Digital signing helps assure users that the data originated from the stated source and that it was not modified in transit. DNSSEC can also establish that a domain name does not exist. These capabilities are essential to maintaining trust in the internet.
In DNSSEC, each zone has a public/private key pair. The zone's public key is published using DNS, while the zone's private key is kept safe and ideally stored offline. A zone's private key signs individual DNS data in that zone, creating digital signatures that are also published with DNS.
DNSSEC uses a rigid trust model and this chain of trust flows from parent zone to child zone. Higher-level (parent) zones sign, or vouch for, the public keys of lower-level (child) zones. The authoritative name servers for these various zones may be managed by registrars, internet service providers (ISPs), web hosting companies, or registrants themselves.
When an end user wants to access a website, a stub resolver on the user's computer requests the website's IP address from a recursive name server. After the server requests this record, it also requests the DNSSEC key associated with the zone. This key allows the server to verify that the IP address record it receives is identical to the record on the authoritative name server.

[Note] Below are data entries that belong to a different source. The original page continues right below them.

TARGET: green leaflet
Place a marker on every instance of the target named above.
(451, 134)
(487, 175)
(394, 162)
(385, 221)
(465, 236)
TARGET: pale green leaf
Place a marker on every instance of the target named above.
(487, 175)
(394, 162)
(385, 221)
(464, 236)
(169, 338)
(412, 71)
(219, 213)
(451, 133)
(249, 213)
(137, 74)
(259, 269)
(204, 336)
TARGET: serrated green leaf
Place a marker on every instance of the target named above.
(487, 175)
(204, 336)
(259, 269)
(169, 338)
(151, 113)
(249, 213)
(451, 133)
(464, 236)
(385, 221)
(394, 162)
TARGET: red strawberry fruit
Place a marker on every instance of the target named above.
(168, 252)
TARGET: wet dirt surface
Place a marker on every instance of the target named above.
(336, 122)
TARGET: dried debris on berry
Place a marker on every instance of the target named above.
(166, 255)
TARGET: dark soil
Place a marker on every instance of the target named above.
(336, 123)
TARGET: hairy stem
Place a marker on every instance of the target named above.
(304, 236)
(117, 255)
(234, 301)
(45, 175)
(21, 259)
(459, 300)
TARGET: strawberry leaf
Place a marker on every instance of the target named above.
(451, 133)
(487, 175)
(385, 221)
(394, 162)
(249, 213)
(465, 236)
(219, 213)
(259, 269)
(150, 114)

If the recursive name server determines that the address record has been sent by the authoritative name server and has not been altered in transit, it resolves the domain name and the user can access the site. This process is called validation. If the address record has been modified or is not from the stated source, the recursive name server does not allow the user to reach the fraudulent address. DNSSEC can also prove that a domain name does not exist. As a result of this process, DNS queries and responses are protected from man-in-the-middle (MITM) attacks and the kind of forgeries that could possibly redirect internet users to phishing and pharming sites.